Rozdział 25 Piekło

27 6 6
                                    

Droga do zatracenia zaczyna się w przedsionku piekła.

Oniemiała wpatrywałam się w samochody i motocykle znajdujące się w podziemnym parkingu. Nie było wątpliwości, że należały do Jake'a, potwierdzał to już wjazd i zabezpieczenia, które zauważyłam, gdy dotarliśmy na miejsce.

Ścisnęłam go mocniej w talii, gdy zaparkował, a maszyną szarpnęło. Rozluźniłam uchwyt i przesunęłam dłońmi po jego napiętym torsie.

– Jeżeli chciałeś zaimponować mi swoją kolekcją to ci się udało. – Odetchnęłam i wbiłam wzrok w srebrnego Mustanga GT500. Dwa, ciemne charakterystyczne pasy przechodzące wzdłuż auta, wskazywały tylko na jeden model – Czy to Eleanor?

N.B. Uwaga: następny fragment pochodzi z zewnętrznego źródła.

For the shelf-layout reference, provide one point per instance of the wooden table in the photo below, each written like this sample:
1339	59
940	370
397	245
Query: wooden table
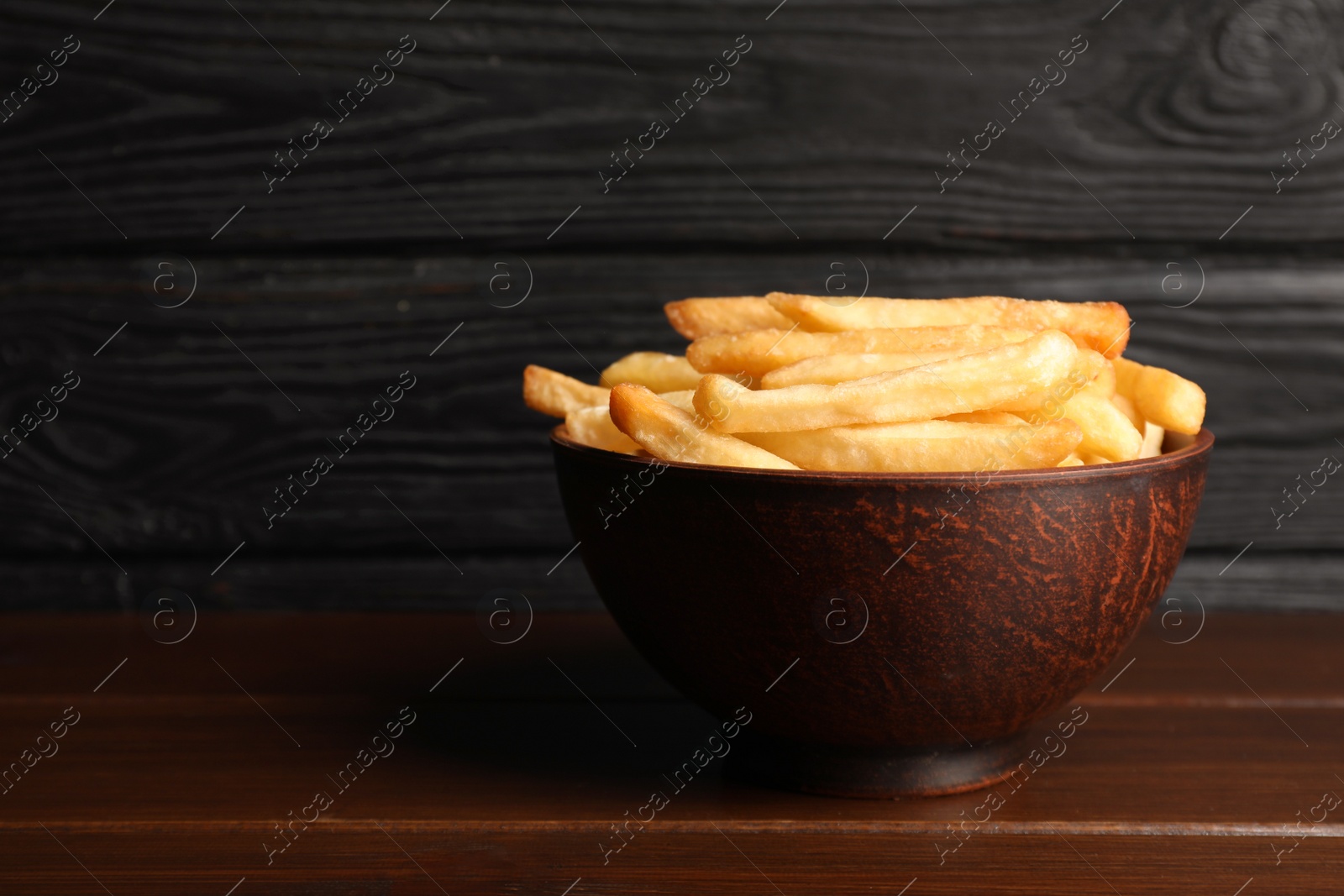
1194	773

– Mhm – mruknął Hawking i zsiadł z motocykla – Jeden z jedenastu wyprodukowanych egzemplarzy.

Zamarłam.

„Jeden z jedenastu", nie stylizowany, nie ubrany w design. To znaczy, że ten konkretny samochód wyprodukowano na potrzeby filmu 60 sekund z Nicholasem Cagem. To auto kosztowało miliony i od razu mój nieufny mózg zalał mnie pytaniami i wątpliwościami.

„Kim był Jake?"

„Czego o nim nie wiem, a powinnam?"

Nie wyobrażałam sobie tego, by ze zleceń pozwolił sobie na tak drogi model, tym bardziej że był to jeden z wielu niebotycznie drogich samochodów, stojących na parkingu. Odgoniłam to wszystko, nie przyjechałam tu na przeszpiegi, tylko po dobrą zabawę – po to, by pozwolić sobie poczuć więcej, doznać więcej.

Wpatrywałam się w Eleanor jak w obrazek i zastanawiałam się, czy pozwoliłby mi się nią przejechać. To auto musiało cudownie mruczeć i mknąc na autostradzie, drąc asfalt.

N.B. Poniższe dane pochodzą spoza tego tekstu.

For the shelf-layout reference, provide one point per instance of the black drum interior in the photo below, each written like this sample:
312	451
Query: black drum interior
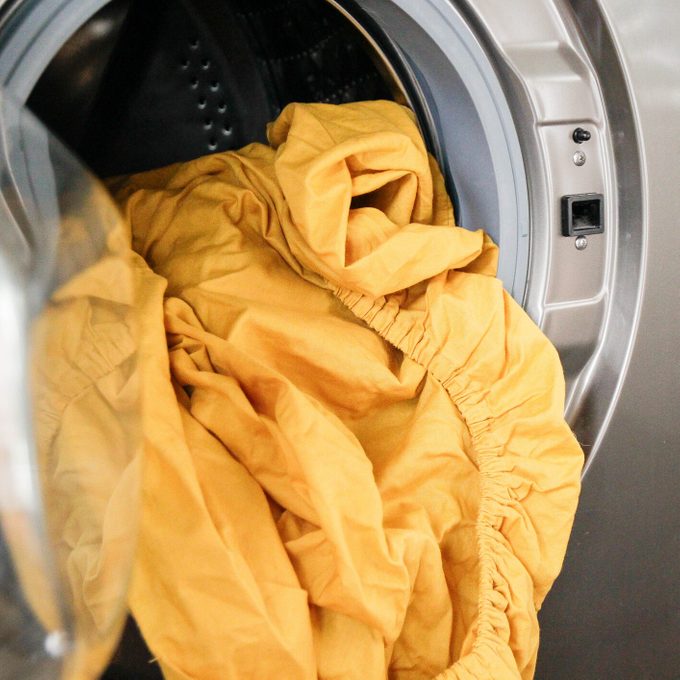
147	83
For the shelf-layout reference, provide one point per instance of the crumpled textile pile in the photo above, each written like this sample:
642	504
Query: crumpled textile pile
356	461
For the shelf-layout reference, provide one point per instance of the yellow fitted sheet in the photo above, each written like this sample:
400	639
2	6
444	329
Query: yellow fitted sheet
356	461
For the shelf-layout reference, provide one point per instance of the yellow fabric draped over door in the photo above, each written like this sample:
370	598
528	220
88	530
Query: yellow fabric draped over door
356	463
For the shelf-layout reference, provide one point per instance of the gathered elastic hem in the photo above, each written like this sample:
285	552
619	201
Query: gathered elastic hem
490	656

– Dobrze, że masz kask, przynajmniej nie widzę, jak się ślinisz. – Śmiech Jake'a wyrwał mnie z marzeń i zmusił, bym na niego spojrzała.

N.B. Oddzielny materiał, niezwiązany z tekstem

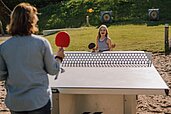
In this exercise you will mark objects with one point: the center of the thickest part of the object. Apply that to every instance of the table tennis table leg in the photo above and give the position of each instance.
(55, 102)
(91, 103)
(130, 104)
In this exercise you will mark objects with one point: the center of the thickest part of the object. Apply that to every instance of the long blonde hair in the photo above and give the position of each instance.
(23, 20)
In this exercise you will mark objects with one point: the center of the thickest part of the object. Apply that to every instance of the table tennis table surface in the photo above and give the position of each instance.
(109, 80)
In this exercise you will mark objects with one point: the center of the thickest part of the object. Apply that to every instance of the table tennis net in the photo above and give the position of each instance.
(107, 60)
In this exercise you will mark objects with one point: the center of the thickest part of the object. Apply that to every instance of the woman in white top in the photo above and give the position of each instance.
(103, 41)
(25, 62)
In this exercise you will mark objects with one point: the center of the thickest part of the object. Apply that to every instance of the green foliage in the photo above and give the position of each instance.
(72, 13)
(126, 37)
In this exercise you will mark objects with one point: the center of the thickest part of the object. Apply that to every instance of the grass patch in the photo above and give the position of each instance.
(127, 37)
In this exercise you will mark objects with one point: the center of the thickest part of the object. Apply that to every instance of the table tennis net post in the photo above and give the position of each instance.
(107, 59)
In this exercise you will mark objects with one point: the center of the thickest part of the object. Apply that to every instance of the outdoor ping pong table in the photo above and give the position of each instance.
(105, 83)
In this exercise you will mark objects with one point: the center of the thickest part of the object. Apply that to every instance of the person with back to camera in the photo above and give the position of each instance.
(25, 62)
(103, 41)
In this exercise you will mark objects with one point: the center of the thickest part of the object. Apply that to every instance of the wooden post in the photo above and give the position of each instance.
(167, 50)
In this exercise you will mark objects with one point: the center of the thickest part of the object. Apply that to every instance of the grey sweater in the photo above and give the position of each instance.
(25, 62)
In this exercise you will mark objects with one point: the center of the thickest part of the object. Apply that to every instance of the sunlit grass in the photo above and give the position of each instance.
(126, 37)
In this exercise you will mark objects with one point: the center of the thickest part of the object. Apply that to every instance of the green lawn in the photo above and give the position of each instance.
(126, 37)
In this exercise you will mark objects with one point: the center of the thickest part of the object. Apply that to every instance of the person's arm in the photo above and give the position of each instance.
(51, 65)
(3, 68)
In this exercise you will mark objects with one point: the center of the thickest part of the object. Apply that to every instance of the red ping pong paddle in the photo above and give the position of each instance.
(62, 39)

Pozbył się już kasku i poprawiał włosy, które były rozkosznie rozmierzwione. Jego koszula wciąż była rozpięta, odsłaniając skrawki wytatuowanej skóry.

Przygryzłam wargę, dziękując w duchu za kask skrywający mój rumieniec. Skoro już tu trafiłam, postanowiłam trochę się podroczyć z Hawkingiem.

– Może powinnam zostać tutaj i spędzić miłe chwile z Eleanor?

Jake prychnął rozbawiony i zaczął się do mnie zbliżać.

– Zrobisz seksowne fotki na masce? Nie pogardziłbym bardziej rozwiązłymi niż te, które mi wysłałaś. – Jego palce sięgnęły zapięcia kasku i powoli zsunął mi go z głowy. Zawiesił go na kierownicy, wraz z moją torebką, po czym poprawił jasne kosmyki mojej grzywki. Zaczął owijać sobie jeden z nich wokół palca wskazującego, a jego mina i błysk w oku mówiły wszystko – podobało mu się; cokolwiek z nim robiłam, jakkolwiek zadzierałam, tylko podsycałam jego pragnienia.

– Myślałam o chwili sam na sam – przeciągnęłam ostatnie słowa, chciałam jeszcze dodać coś o zazdrości, ale głos uwięzł mi w gardle, bo usta Jake'a zaczęły zbliżać się do moich, a jego dłoń, przesunęła się z włosów i opadła na klapę marynarki.

– Do tego trzeba by było pozbyć się tego – szepnął tuż przy moich wargach, a jego palce sprawnie rozpięły guziki marynarki. Delikatnie zsunął mi ją z ramion i rzucił na sportowy motocykl obok. Chłód omiótł moją skórę i pod jego wpływem zadrżałam, co nie umknęło uwadze Jake'a. – I tego – ciągnął, tym razem zsuwając ramiączko sukienki, które prześlizgnęło się delikatnie po mojej skórze. Materiał oparł się na biuście, a on wciągnął z sykiem powietrze, gdy zerknął na dekolt. – Może powinienem wziąć cię tutaj?